Norway, which was associated with the project since December 2007, pulled out in December 2013, citing non-performance to the contract terms.
Norwegian Department of International Relations headquarters command staff head, Peter Fredriksson, said Norway's cancellation of research cooperation was surprising and a setback.
The Ministry of National Defense of the People's Republic of China is planning to establish a joint operational command for a more coordinated and combat-capable force to efficiently respond to a crisis.
China Daily cited the ministry as saying that the joint operational command system establishment is a basic requirement in an era of information, and that the county has therefore initiated positive pilot programmes in this regard.
The new joint operational command will be set up in due course, the state media reported, amidst rising PLA's disputes over territorial claims in the region, according to Press Trust of India.
The US Defense Advanced Research Projects Agency (DARPA) scientists are developing advanced language processing technologies with improved speed and accuracy to offer analysts an advantage in a range of military and non-military scenarios.
The natural language processing technologies are designed to locate, identify and organise information from an array of sources and in at least 15 different foreign languages.

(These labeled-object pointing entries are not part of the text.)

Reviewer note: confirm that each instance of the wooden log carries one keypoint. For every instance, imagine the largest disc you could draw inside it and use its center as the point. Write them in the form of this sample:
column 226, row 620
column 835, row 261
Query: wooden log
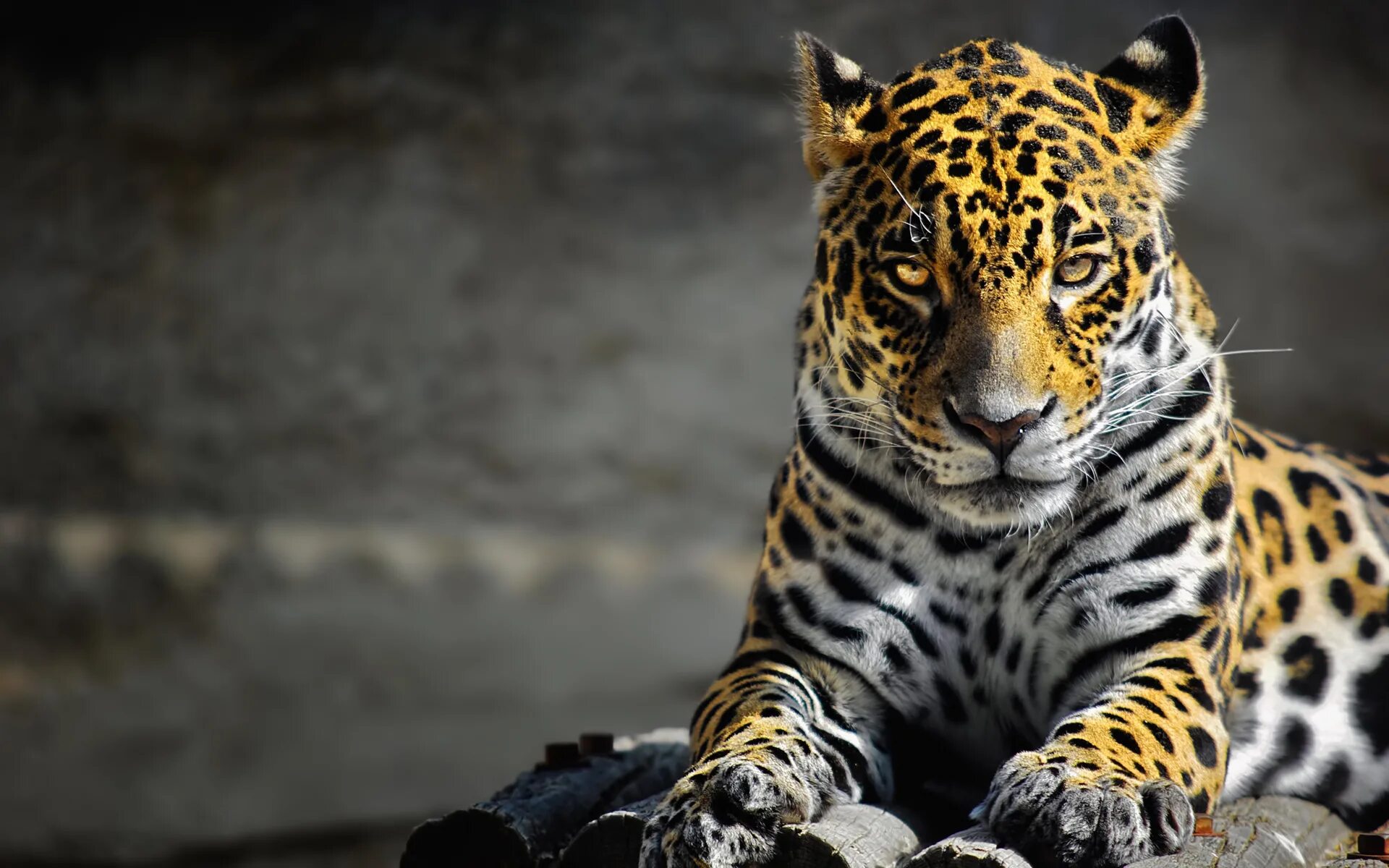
column 846, row 836
column 532, row 818
column 613, row 841
column 851, row 836
column 974, row 848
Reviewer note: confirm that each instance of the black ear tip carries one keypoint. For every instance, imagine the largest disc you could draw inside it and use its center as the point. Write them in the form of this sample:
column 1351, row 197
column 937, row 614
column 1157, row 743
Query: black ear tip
column 810, row 46
column 1173, row 35
column 1163, row 61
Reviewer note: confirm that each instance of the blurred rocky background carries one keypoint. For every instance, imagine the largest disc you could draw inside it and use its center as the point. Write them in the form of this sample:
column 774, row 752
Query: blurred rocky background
column 391, row 388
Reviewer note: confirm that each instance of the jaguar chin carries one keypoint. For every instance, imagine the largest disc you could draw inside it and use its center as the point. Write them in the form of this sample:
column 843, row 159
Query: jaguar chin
column 1003, row 503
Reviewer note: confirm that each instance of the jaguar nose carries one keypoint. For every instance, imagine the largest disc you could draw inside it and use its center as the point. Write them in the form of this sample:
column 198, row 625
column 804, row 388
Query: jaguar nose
column 1002, row 436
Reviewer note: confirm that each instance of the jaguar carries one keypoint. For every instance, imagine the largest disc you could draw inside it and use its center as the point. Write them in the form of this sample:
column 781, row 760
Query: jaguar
column 1020, row 557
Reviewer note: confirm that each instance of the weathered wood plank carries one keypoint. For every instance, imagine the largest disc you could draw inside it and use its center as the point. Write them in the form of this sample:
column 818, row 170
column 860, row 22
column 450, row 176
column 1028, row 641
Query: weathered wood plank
column 613, row 841
column 974, row 848
column 851, row 836
column 540, row 812
column 846, row 836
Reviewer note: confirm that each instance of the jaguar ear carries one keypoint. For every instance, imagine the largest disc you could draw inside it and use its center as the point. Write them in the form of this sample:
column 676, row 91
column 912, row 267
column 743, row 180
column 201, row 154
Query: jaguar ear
column 831, row 88
column 1153, row 96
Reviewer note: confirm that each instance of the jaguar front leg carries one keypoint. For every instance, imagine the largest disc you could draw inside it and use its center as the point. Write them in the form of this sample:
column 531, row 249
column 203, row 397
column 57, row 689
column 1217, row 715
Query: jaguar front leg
column 780, row 736
column 1117, row 781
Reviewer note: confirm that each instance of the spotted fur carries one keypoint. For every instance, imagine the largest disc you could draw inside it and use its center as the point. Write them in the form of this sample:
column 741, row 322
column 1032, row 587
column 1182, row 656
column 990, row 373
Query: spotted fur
column 1020, row 555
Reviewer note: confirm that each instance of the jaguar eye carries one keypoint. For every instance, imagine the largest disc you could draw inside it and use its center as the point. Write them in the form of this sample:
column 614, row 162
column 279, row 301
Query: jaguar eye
column 1074, row 271
column 910, row 274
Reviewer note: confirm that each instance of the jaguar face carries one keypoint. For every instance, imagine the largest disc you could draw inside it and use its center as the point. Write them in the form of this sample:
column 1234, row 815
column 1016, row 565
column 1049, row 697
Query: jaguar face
column 996, row 295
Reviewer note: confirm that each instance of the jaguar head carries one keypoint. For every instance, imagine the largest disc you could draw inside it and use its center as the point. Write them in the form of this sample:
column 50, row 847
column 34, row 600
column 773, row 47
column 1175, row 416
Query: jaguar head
column 996, row 285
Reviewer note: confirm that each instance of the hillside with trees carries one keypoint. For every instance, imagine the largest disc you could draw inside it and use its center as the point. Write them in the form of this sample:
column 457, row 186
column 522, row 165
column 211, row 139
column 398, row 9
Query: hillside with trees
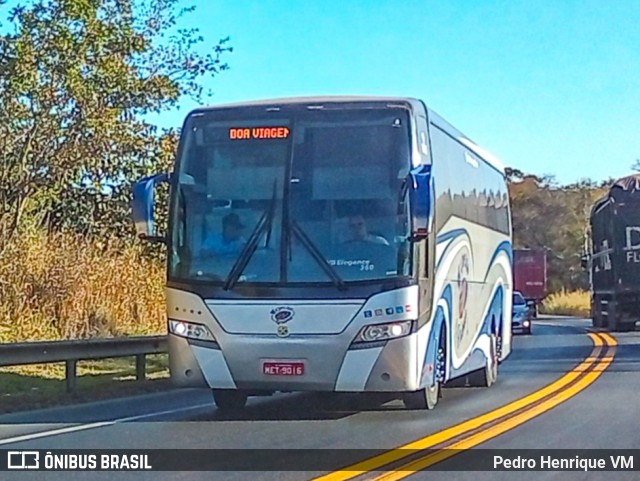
column 77, row 82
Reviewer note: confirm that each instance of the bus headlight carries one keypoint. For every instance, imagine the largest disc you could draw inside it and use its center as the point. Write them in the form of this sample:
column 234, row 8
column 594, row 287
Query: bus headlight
column 190, row 330
column 382, row 332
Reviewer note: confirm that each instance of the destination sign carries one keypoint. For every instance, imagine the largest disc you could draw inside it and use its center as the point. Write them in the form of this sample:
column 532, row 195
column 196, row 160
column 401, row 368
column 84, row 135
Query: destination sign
column 258, row 133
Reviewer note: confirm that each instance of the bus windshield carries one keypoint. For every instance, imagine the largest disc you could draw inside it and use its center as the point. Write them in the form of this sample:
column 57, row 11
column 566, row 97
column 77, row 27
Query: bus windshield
column 311, row 196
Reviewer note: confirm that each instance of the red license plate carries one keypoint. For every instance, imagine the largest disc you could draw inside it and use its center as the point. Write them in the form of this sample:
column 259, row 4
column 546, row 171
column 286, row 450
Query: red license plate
column 283, row 368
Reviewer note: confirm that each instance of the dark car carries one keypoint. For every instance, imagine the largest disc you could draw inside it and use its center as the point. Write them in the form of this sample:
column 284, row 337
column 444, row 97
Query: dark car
column 521, row 318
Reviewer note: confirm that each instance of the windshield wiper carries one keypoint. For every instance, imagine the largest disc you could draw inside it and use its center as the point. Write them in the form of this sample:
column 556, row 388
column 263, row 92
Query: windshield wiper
column 249, row 249
column 317, row 255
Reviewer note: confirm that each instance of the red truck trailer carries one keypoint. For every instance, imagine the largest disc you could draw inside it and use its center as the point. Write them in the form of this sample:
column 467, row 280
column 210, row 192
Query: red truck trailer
column 530, row 275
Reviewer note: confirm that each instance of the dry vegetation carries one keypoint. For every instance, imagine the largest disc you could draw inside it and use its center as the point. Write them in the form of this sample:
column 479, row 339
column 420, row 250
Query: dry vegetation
column 63, row 286
column 574, row 303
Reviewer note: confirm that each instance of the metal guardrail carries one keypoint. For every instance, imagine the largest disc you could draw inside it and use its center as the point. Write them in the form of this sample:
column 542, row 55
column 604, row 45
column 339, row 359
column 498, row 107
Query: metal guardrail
column 70, row 352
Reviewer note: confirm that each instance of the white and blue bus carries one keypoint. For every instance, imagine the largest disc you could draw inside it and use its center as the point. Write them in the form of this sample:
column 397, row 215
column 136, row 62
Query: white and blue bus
column 333, row 244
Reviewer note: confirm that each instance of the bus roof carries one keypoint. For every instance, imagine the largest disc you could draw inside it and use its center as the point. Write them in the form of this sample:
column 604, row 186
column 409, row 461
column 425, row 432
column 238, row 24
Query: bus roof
column 433, row 116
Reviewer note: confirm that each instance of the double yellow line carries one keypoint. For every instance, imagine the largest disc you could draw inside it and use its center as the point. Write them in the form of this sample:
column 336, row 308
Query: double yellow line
column 402, row 462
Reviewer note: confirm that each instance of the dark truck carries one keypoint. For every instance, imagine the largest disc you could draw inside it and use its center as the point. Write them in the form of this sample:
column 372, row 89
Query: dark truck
column 613, row 256
column 530, row 275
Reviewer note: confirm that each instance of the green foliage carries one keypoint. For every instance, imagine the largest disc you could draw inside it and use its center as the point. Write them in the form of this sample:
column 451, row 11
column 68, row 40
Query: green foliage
column 546, row 215
column 76, row 79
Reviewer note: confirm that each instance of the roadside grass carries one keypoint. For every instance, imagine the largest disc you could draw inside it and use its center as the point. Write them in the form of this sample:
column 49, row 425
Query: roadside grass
column 563, row 303
column 67, row 286
column 35, row 386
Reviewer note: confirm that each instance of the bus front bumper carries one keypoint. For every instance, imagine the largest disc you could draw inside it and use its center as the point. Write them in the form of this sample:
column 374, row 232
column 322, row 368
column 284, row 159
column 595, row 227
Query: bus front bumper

Speaking during the DARPA Congressional Tech Showcase in Washington, US, DARPA Human Language Technologies programme manager, Dr Bonnie Dorr, said the scientists are interested in collection of information from the huge volumes that come through in foreign languages.
Saudi Arabia's King Abdullah bin Abdulaziz Al Saud reportedly pledged to give a $3bn grant to the Lebanese army to boost its warfighting capabilities, marking the largest aid offered in Lebanon's history.
Announced in a televised statement, Lebanese President Michel Suleiman revealed that the funding would enable the Lebanese army to procure military equipment from France, as well as allowing the army to 'confront terrorism' and suspend the proliferation of weapons.
"The king of the brotherly Kingdom of Saudi Arabia is offering this generous and appreciated aid of $3bn to the Lebanese army to strengthen its capabilities," Suleiman said.